Eagle-eyed hospital worker pushes doctors to outwit infections

Last month an Infection Control Today survey revealed that just one-third of healthcare workers adhere to recommended guidelines for patient skin antisepsis.

While that may be the norm, healthcare workers at some hospitals do far better when it comes to infection prevention and control. Case in point: A surgical ICU at the University of Maryland Medical Center went 24 weeks without a single central-line associated bloodstream infection, or CLABSI. Across the hospital, CLABSIs dropped by 70 percent over the past year, the Associated Press reports.

How did they do it? A mix of stringent rules and scrutiny to ensure the rules are followed helped.

In the ICU, anyone who went into a patient's room, including friends and family, was required to don a yellow gown and wear purple gloves before entering. It also helped that the hospital had a team of infection specialists who checked the teaching hospital for compliance with infection control best practices. And they didn't just collect data. They went to see how patients were cared for.

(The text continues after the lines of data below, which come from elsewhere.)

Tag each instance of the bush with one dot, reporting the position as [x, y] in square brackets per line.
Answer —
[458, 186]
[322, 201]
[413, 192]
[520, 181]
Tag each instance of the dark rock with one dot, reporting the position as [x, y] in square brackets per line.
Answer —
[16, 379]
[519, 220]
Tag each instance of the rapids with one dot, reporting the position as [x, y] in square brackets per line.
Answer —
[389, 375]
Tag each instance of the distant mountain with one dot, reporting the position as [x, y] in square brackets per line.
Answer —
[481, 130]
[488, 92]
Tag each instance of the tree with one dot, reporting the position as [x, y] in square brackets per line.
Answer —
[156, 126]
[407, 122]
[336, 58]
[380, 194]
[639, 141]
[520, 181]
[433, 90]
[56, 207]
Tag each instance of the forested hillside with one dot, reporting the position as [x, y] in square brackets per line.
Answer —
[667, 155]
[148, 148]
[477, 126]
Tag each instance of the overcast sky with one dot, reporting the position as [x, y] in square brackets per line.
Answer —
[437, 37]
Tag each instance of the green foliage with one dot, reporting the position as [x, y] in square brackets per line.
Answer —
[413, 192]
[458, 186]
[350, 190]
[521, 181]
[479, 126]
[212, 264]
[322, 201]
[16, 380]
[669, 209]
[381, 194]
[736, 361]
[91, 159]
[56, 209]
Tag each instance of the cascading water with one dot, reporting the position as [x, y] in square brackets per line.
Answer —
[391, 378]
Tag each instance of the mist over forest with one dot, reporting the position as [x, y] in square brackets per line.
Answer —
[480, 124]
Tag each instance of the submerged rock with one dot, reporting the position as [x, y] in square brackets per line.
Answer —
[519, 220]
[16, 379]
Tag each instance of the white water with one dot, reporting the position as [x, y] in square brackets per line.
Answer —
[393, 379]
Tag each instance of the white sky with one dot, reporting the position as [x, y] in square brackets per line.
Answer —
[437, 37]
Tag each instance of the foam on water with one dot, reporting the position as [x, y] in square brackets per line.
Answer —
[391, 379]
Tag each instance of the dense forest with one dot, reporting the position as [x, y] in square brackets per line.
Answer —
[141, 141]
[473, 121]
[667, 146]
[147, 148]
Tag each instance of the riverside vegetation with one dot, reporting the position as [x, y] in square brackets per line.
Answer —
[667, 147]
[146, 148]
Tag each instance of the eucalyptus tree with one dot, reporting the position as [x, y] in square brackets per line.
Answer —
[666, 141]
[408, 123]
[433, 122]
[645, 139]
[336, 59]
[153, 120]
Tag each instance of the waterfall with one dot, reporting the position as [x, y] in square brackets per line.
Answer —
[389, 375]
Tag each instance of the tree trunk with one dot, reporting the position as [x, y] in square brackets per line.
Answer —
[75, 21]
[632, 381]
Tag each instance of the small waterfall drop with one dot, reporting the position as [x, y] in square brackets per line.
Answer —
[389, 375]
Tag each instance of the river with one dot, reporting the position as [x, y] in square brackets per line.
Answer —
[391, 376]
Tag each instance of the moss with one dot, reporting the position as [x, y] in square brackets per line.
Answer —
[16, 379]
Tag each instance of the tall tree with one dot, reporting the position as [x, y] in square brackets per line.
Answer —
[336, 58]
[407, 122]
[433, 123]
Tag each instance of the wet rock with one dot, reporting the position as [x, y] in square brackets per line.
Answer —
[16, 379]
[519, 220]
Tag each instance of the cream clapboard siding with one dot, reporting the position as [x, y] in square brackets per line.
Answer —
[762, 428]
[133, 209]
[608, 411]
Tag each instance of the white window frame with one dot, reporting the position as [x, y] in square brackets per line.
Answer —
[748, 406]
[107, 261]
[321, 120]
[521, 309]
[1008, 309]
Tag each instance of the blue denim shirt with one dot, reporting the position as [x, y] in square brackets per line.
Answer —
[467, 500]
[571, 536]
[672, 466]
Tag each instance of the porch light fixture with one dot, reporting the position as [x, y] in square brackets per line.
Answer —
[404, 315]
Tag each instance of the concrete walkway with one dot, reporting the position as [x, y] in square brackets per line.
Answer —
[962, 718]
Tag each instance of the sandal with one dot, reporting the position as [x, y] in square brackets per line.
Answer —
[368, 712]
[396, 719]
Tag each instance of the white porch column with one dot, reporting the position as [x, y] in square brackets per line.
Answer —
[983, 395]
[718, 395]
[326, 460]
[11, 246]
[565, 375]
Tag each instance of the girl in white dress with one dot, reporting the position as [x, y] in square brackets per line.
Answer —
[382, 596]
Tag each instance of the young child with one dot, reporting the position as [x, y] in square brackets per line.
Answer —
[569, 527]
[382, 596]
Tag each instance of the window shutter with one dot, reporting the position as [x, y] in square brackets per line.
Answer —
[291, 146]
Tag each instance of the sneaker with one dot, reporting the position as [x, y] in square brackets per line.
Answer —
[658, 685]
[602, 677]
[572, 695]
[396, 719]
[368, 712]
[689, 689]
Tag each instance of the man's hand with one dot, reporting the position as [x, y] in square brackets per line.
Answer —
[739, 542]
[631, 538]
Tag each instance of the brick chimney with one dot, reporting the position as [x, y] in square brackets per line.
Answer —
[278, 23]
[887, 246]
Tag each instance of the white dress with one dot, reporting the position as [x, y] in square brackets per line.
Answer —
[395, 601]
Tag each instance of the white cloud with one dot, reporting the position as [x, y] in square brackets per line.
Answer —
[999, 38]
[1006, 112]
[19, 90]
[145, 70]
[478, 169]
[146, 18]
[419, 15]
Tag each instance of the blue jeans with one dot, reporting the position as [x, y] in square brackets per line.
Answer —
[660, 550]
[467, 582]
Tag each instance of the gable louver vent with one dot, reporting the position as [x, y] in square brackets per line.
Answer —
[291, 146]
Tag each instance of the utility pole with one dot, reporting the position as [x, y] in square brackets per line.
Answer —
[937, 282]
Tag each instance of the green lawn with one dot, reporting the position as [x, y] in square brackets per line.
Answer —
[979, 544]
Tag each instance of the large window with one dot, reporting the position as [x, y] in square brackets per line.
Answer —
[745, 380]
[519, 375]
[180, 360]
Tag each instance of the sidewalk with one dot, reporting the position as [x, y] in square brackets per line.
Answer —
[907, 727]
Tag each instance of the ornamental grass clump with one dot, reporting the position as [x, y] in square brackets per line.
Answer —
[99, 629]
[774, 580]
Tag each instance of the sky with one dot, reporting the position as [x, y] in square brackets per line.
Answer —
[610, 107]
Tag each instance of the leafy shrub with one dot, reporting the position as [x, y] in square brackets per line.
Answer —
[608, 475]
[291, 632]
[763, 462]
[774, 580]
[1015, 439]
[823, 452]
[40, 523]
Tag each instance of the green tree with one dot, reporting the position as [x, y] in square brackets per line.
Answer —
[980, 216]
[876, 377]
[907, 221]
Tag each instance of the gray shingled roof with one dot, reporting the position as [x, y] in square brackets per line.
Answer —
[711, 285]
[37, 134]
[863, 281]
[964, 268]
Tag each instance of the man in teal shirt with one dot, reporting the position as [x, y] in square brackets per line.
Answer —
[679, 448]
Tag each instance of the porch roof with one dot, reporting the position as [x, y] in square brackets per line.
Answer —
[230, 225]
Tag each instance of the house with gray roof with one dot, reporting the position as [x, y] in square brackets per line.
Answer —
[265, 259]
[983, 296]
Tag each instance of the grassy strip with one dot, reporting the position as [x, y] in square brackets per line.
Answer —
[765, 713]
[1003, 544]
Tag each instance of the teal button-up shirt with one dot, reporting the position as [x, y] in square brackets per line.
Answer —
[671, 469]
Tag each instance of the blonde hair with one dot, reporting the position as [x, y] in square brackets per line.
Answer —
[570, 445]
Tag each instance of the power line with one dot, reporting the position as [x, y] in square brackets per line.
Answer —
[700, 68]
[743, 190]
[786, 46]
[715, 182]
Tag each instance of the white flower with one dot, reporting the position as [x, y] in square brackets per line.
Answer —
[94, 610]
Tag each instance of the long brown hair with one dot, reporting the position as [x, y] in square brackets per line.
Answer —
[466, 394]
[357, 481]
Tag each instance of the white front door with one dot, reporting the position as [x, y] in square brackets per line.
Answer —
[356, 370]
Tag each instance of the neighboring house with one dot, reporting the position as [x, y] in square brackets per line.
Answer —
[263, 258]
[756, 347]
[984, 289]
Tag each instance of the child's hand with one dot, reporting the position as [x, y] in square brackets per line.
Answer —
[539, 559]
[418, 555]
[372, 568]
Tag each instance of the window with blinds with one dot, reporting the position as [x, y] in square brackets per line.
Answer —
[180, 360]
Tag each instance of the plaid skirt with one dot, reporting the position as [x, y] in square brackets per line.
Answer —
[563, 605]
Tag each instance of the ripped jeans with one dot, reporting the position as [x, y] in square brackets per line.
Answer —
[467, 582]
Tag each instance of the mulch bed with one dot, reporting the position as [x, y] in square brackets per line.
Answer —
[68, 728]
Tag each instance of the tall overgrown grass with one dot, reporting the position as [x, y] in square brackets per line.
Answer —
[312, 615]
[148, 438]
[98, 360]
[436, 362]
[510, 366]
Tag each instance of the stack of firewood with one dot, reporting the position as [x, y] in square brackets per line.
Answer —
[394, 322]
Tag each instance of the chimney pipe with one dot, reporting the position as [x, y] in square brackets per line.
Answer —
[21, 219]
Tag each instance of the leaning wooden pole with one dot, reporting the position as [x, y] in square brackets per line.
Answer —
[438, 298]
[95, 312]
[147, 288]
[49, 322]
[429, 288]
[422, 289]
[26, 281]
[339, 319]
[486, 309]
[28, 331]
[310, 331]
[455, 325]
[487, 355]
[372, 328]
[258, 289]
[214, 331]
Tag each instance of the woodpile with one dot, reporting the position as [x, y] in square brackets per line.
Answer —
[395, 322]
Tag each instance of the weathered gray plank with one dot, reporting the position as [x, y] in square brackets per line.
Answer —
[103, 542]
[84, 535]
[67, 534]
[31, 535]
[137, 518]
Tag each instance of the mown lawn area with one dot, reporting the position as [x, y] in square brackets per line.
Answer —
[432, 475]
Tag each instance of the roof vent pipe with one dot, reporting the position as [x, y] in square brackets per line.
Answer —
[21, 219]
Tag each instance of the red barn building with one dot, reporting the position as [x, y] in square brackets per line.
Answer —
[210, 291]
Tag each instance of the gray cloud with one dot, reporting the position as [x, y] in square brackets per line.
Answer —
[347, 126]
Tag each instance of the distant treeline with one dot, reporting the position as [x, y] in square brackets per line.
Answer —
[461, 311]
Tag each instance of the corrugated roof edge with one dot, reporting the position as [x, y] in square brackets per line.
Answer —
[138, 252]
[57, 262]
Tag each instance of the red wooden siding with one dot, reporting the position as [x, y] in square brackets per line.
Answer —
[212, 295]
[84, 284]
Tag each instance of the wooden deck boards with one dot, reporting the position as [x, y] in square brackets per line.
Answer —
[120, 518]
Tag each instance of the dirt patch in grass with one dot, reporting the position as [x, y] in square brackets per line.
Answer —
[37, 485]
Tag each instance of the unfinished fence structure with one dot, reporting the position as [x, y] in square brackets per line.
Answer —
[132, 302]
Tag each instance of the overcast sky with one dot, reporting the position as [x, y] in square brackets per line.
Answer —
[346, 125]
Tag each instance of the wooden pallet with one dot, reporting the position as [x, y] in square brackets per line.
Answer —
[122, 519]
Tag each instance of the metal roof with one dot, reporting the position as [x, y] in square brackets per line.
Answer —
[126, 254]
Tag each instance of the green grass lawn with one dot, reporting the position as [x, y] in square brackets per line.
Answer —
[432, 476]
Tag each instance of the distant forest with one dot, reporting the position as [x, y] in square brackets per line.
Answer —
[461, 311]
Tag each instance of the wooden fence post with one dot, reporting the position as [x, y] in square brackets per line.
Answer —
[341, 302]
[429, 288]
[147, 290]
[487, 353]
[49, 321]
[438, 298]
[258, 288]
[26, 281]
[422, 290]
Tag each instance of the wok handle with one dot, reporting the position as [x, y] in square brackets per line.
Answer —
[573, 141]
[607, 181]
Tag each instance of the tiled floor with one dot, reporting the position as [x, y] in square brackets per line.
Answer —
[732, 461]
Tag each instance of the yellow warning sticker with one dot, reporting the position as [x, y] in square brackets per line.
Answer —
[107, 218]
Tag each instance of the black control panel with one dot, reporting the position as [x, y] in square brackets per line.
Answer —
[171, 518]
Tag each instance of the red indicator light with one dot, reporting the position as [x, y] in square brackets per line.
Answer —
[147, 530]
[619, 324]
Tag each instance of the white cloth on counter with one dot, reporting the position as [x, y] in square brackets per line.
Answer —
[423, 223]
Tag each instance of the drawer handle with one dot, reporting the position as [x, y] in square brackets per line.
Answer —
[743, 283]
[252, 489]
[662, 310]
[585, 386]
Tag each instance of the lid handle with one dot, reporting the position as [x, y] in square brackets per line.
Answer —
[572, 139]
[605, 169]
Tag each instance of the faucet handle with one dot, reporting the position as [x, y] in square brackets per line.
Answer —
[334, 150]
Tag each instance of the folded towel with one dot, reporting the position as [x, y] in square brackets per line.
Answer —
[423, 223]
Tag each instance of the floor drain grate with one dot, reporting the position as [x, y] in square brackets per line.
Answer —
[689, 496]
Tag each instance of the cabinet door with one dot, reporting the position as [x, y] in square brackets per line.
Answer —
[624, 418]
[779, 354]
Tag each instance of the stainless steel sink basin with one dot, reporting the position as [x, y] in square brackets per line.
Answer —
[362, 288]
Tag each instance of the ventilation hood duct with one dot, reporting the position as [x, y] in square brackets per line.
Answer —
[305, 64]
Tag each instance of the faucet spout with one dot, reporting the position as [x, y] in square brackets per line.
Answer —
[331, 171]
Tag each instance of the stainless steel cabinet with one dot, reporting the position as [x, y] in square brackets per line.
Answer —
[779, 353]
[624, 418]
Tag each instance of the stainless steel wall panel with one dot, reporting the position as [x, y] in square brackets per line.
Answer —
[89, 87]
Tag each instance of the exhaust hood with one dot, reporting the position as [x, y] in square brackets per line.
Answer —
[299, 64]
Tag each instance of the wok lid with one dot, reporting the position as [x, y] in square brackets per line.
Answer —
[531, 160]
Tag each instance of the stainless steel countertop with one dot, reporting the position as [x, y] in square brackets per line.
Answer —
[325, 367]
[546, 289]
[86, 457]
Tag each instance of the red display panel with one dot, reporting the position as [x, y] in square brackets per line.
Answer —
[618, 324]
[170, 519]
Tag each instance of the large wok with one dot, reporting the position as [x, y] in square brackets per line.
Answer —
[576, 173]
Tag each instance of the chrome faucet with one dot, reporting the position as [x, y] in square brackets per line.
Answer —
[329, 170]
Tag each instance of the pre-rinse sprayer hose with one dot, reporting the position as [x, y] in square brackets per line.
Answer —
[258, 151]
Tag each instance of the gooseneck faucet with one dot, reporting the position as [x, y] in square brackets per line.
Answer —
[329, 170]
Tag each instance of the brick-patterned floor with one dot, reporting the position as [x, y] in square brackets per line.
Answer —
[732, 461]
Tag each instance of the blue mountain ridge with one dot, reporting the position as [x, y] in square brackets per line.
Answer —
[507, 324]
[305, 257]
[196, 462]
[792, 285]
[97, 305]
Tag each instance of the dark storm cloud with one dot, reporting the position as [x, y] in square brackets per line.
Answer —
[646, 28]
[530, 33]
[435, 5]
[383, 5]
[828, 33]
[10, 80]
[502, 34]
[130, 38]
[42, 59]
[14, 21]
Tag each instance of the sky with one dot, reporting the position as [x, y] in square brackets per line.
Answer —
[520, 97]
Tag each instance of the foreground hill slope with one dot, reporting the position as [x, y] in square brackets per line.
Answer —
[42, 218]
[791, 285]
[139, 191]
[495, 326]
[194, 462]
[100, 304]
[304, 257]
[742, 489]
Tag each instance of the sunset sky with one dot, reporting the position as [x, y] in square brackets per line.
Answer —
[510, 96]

Among them, Michael Anne Preas, one of perhaps 10,000 infection preventionists in the U.S., made the rounds, on the lookout for areas where infection control and prevention practices needed work. Recently, she reminded a resident who was about to examine a man with a breathing tube that he forgot his gloves. The resident immediately washed his hands and put on a pair of gloves.

Looking at the IV tube inserted into a second patient's neck, Preas spotted another place bacteria could creep in. The man's long beard was obstructing what should have been an airtight seal. She told the nurse to shave the spot and put in a new catheter.

Did the janitor put on clean gloves after she gathered trash, but before moving carts that nurses might touch? Yes, she did.

Infection preventionists like Preas used to be "prophets in the wilderness," said Dr. Jonathan Gottlieb, the hospital's chief medical officer. With the growing recognition that IPs can help save patients and cut hospital costs by reducing hospital-acquired infections, she is not alone in her drive to keep infection from spreading by changing healthcare worker behavior.

"We can say, 'Do this, do this, do this,' but we have to convince people to change," said Dr. Kerri Thom, an epidemiologist who joins Preas on her daily rounds.